Home design is undergoing a metamorphosis from a demand for maximum space utilisation to appreciation of minimalist decor. In the years ahead, interior designers and architects foresee trends being driven by connected homes.
“Modular is the way ahead. Young customers do not like permanence. They are constantly changing jobs and shifting cities. Hence, they want furniture that can be easily assembled and dismantled. Homes in future will be driven by technology and everything else — furniture and furnishing — will have to fit into the design trends that the tech devices set,” felt interior architect Indranil Dey.
Other designers, too, feel devices will dictate the next change in the industry. While TV serials had ushered in bright colours, tech devices are usually white, black or grey and may usher in a preference for muted shades in future.
Another preference shift is in favour of trendy interiors that last only a few years from durable interi-ors that survive decades. “People now want to change the look every five years. They want excitement in life,” said interior designer Ritu Duggal.
While frequent makeovers mean more business, there are many challenges that designers have to confront now. If TV serials had introduced the masses to the world of interiors a )decade-and-a-half ago, frequent trips abroad and internet on cellphone have increased their exposure — so much so that designers say their creating instincts are being stifled by customers who hire them but believe they now know everything about the trade.
“The interior market has exploded. In the past 15 years, business has increased five times. If there were 350-400 designers in Kolkata earlier, now there are more than 2,000 in business. But only one in five customers actually gives designers the creative freedom. Most of them dictate what they want, and it is either something they have seen on a trip abroad or on the internet. We are becoming copy cats,” rued veteran interior professional Ajit Kumar Jain.
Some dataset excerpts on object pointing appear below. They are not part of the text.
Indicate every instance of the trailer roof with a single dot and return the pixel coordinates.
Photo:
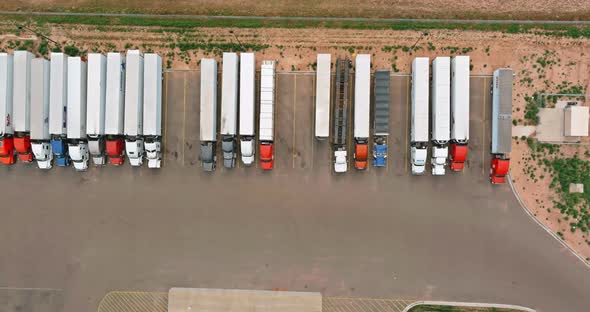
(267, 100)
(322, 98)
(96, 94)
(134, 94)
(362, 96)
(208, 100)
(76, 122)
(58, 93)
(6, 65)
(39, 99)
(382, 99)
(502, 112)
(152, 96)
(460, 98)
(22, 91)
(115, 94)
(247, 93)
(441, 98)
(229, 94)
(420, 95)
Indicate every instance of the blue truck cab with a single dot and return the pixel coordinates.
(60, 151)
(379, 155)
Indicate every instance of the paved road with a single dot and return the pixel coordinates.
(366, 234)
(303, 18)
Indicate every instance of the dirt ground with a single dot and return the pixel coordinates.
(539, 62)
(516, 9)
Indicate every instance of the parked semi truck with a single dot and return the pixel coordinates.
(115, 108)
(22, 105)
(247, 108)
(501, 125)
(76, 122)
(7, 156)
(362, 110)
(322, 97)
(419, 127)
(152, 109)
(381, 118)
(441, 113)
(267, 102)
(459, 112)
(208, 114)
(134, 108)
(229, 108)
(340, 97)
(58, 98)
(40, 138)
(96, 107)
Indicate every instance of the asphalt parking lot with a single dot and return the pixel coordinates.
(296, 149)
(378, 233)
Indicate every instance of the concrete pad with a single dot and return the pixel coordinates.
(527, 131)
(223, 300)
(551, 126)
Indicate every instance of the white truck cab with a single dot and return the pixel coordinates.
(340, 161)
(418, 159)
(247, 147)
(79, 155)
(134, 151)
(43, 155)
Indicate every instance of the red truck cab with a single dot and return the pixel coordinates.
(458, 155)
(361, 152)
(116, 151)
(266, 155)
(23, 148)
(7, 151)
(499, 170)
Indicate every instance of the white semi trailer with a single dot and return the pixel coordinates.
(362, 110)
(208, 114)
(96, 105)
(6, 129)
(22, 105)
(247, 108)
(459, 112)
(322, 96)
(229, 108)
(76, 122)
(267, 104)
(134, 108)
(40, 113)
(441, 113)
(115, 108)
(419, 127)
(58, 99)
(152, 109)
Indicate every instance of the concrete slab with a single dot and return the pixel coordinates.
(234, 300)
(551, 127)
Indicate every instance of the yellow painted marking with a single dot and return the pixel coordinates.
(483, 127)
(407, 123)
(164, 150)
(183, 118)
(294, 101)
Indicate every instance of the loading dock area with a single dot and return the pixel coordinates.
(375, 233)
(296, 148)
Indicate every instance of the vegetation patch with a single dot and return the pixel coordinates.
(569, 31)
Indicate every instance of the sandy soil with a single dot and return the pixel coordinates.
(515, 9)
(296, 49)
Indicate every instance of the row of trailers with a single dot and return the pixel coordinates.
(70, 109)
(439, 113)
(339, 110)
(238, 85)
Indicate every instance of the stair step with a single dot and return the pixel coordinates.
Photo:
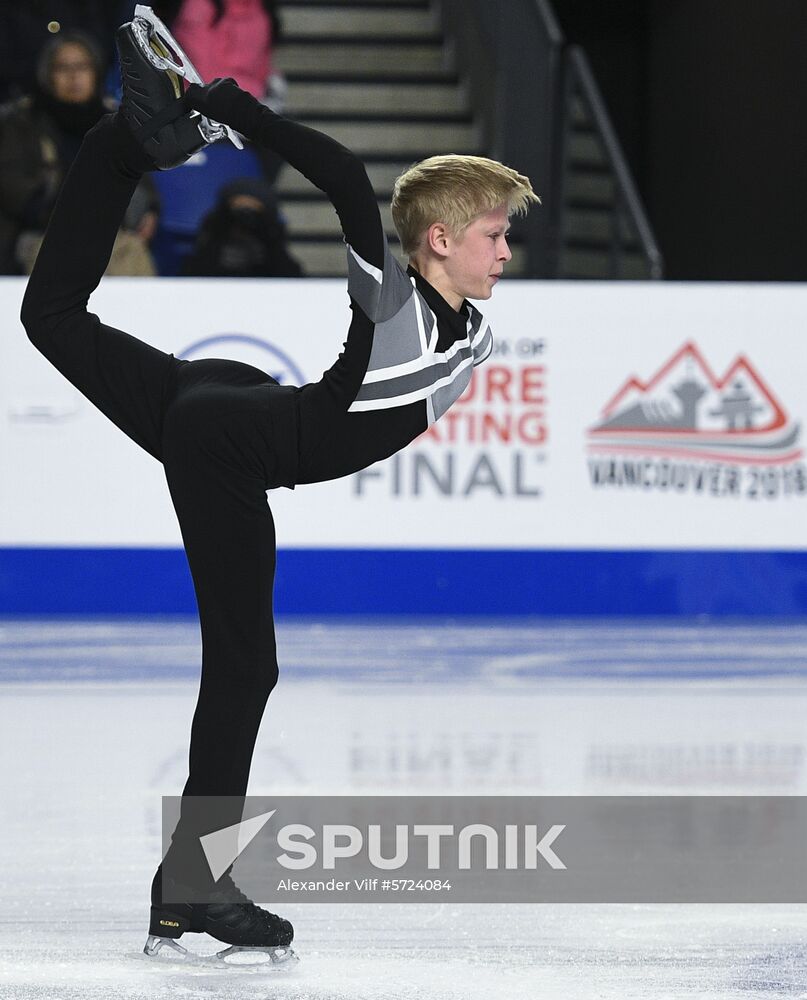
(586, 149)
(291, 183)
(393, 99)
(596, 187)
(402, 139)
(347, 21)
(363, 60)
(327, 258)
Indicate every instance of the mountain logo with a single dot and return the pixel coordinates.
(685, 411)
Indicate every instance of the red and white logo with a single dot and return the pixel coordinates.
(685, 411)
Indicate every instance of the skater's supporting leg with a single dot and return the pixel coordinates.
(219, 493)
(126, 379)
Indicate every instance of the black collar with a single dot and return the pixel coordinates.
(442, 310)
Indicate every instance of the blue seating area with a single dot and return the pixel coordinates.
(189, 192)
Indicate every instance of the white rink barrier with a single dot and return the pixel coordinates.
(614, 421)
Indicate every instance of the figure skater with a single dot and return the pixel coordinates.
(226, 432)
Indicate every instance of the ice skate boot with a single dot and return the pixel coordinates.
(229, 916)
(153, 67)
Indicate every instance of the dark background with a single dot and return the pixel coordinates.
(709, 98)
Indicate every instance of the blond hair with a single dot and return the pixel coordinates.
(454, 189)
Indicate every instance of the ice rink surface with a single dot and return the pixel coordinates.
(94, 719)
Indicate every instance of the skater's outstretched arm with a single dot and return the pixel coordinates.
(328, 164)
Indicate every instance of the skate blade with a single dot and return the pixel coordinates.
(165, 53)
(169, 951)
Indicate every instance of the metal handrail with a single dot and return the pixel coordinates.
(578, 64)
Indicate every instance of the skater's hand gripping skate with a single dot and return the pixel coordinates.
(224, 101)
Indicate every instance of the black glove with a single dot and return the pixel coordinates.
(223, 101)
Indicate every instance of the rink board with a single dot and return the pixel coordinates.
(628, 449)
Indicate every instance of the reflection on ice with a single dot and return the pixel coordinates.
(96, 716)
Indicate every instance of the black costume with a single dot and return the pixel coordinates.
(226, 432)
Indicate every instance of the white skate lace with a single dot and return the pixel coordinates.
(163, 51)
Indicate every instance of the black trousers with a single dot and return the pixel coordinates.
(225, 433)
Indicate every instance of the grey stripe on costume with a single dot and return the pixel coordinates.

Speaking to TOI, many designers said they felt demotivated by clients’ demands to simply copy others’ ideas. “Interiors of a house should reflect the personality of people who live in it. The process of designing the interiors is a collaborative one, with us getting to know the clients and their requirements, designing the home, consulting the client, factoring in changes and then executing it. But when customers believe they know everything and dictate everything, one is left wondering what our role is,” said designer Abhijit Saha.